Still, Walker said he is "optimistic personally that it will go well," even though the timeline is tight. Assuming success, he said it will be important "to leverage this historic situation" to help bring other countries that have or are suspected to have chemical weapons under the international treaty umbrella. "Finish the Syrian project," he said, "but let's keep the momentum going and bring these other countries in."
Moodie said the Syrian case also should serve as "a wake-up call to those who have been complacent and satisfied" with the Chemical Weapons Convention. The initial emphasis of the treaty was to rid the world of the large U.S. and Russian arsenals of chemical weapons. The U.S. has now destroyed about 90% of its 28,600 metric tons of weapons and Russia has destroyed 75% of its arsenal of 40,000 tons, according to Walker.

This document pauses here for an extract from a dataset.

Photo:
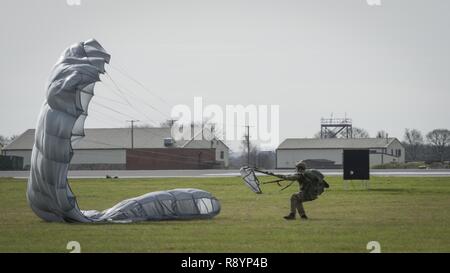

But as the Syria case unfolds, there have been some conflicts between the language of the Chemical Weapons Convention and the U.N. resolution — brokered by Russia and the United States — that gives the OPCW authority to destroy Assad's arsenal. According to Moodie, the treaty does not allow transfer of chemical weapons stocks from one state to another. The U.N. resolution does allow such transfers, as would occur if the precursor chemicals now in Syria are shipped to other nations for destruction. The treaty language must be adapted, Moodie said, if it is to remain "an effective instrument in a world that has evolved."